Imaginez-vous dans 20 ans. Toute expérience de mobilité motorisée commence par la consultation d’un écran connecté. Plus question en effet de monter dans « sa » voiture et de prendre la route sans s’être acquitté du péage, celui-ci comprenant absolument tous les frais devenus variables (énergie, assurance, leasing, taxe de circulation, etc.). D’ailleurs, on grimpe de moins en moins souvent dans « sa » voiture, vu que les autos sont à présent pour la plupart dites « partagées ».
La comparaison de coût est ainsi immédiate entre la voiture personnelle, l’auto-taxi, l’auto-collecto et les transports en commun. Ces services seront détaillés dans les lignes qui suivent. Les autos partagées et sans conducteur peuvent indifféremment offrir un service public (auto-collecto) ou privé (auto-taxi).
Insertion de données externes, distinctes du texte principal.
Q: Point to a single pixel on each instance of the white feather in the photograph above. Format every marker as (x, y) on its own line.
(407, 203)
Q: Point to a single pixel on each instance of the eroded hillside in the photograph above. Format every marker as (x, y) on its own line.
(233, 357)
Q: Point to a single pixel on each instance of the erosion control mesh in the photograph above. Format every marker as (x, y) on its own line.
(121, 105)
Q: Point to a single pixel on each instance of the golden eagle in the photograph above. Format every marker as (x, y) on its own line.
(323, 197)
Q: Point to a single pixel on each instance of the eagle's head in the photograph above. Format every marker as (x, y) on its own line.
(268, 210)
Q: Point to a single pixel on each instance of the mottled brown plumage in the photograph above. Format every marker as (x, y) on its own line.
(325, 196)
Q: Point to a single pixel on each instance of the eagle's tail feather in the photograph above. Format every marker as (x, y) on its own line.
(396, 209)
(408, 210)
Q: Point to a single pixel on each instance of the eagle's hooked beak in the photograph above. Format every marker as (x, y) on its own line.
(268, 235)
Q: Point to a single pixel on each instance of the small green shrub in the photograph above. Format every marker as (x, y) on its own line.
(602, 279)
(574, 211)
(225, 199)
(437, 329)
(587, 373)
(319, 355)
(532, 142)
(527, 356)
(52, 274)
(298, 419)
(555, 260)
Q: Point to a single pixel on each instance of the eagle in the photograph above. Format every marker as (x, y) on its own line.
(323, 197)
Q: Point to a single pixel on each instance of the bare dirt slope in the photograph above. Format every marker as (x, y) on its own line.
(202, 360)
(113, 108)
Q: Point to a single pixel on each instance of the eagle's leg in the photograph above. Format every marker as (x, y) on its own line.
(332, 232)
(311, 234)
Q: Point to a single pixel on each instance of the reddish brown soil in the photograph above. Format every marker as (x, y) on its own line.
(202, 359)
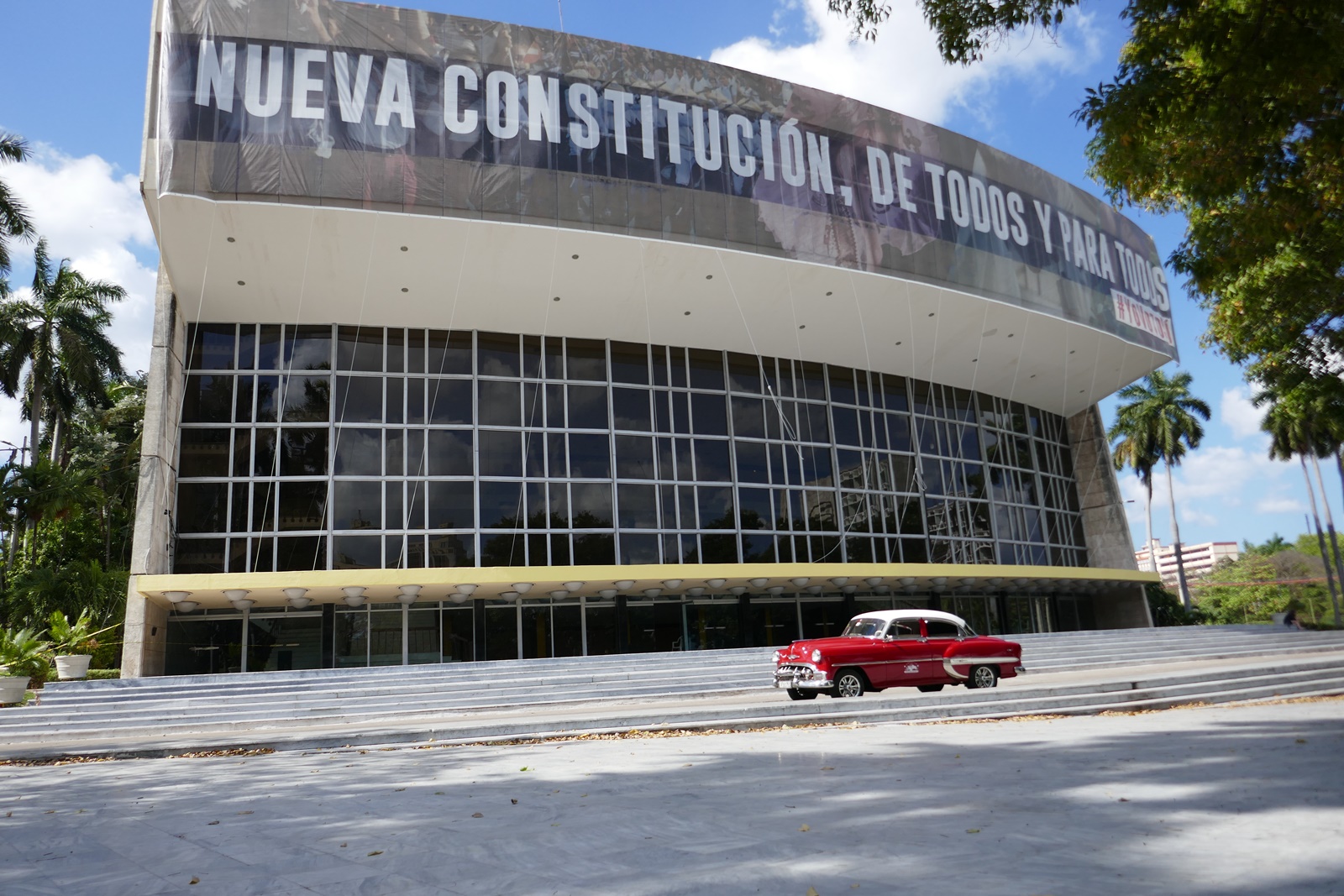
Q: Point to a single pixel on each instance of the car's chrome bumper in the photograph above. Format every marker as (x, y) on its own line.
(800, 676)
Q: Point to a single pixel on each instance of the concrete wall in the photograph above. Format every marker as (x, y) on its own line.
(151, 553)
(1105, 527)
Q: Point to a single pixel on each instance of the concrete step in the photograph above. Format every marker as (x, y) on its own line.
(1307, 676)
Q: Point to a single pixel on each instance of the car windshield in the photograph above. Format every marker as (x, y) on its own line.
(864, 627)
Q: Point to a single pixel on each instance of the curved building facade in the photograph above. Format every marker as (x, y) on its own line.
(483, 342)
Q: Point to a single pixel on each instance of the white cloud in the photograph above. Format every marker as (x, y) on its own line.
(902, 69)
(1280, 504)
(1238, 414)
(92, 214)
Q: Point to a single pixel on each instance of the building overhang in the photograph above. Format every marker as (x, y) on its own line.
(289, 264)
(503, 584)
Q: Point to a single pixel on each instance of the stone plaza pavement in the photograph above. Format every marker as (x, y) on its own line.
(1213, 799)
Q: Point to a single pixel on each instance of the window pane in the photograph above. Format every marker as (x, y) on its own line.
(452, 506)
(632, 410)
(358, 452)
(591, 457)
(501, 453)
(268, 348)
(360, 399)
(706, 369)
(449, 352)
(302, 506)
(302, 553)
(208, 399)
(449, 453)
(356, 553)
(635, 457)
(203, 453)
(629, 363)
(448, 550)
(268, 399)
(450, 401)
(202, 506)
(585, 359)
(308, 348)
(710, 414)
(499, 403)
(711, 461)
(356, 506)
(306, 398)
(591, 506)
(588, 407)
(496, 355)
(638, 506)
(302, 452)
(501, 504)
(212, 347)
(360, 348)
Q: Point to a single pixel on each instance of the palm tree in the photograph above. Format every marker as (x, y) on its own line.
(57, 342)
(1289, 422)
(13, 217)
(1162, 411)
(1137, 452)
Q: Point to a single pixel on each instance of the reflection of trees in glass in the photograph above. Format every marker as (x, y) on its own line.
(307, 398)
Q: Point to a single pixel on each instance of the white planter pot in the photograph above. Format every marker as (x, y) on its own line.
(73, 667)
(13, 688)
En 2040, il est révolu le temps où nos routes belges fauchaient environ 700 à 800 vies par an (chiffres de 2011-2013). Avec l’avènement des voitures sans conducteur, le moindre froissement de tôle fait la une des médias. À Bruxelles où le 30 km/h est devenu la norme (surtout pour une question de confort sonore et d’économies d’énergie), les désormais dénommées « autos » n’ont pas encore fait une seule victime mortelle, malgré plusieurs tentatives de suicide et autres comportements à risque réguliers de la part des autres types d’usagers. Le piratage informatique des autos, quoi que parfois spectaculaire, vise typiquement à kidnapper un magnat international de la politique ou des affaires et n’a à ce jour pas eu d’incidence sur la sécurité du commun des mortels.
Toute expérience de mobilité motorisée commence donc par la recherche du moyen optimal de se rendre du point A au point B. En terme de coût, de crédits-carbone et de temps de parcours. En 2040, celles et ceux qui s’obstinent à tenir à jour leur permis de conduire commencent à se faire rare. Il faut en effet repasser l’examen théorique tous les cinq ans, en plus des tests psychologiques et de résistance au stress sur simulateur de route. Encore un peu plus rares sont les propriétaires de voitures avec ou sans conducteur.
Depuis que le crédit-carbone a été introduit, la mobilité est le domaine d’épargne favori des citadins, aux côtés de l’alimentation (végétalisme) et de l’habitat (cohabitation). Jeunes et moins jeunes veulent continuer à effectuer des voyages lointains, y compris parfois en avion. Or, un voyage transatlantique requiert autant de crédits-carbone que l’usage annuel moyen d’une voiture en 2015.
Le choix des urbains est donc vite fait: on marche quelques centaines de mètres et on attend tout au plus quelques minutes un transport en commun plutôt que de faire appel à une « auto-taxi ». L’épargne de crédits-carbone est totale en cas d’usage de ses pieds ou d’un bon vieux vélo, ce à quoi le planificateur de déplacements ne manque jamais d’inviter. Si les transports en commun n’offrent pas de solution satisfaisante, on peut mixer sa mobilité avec le service « auto-collecto ».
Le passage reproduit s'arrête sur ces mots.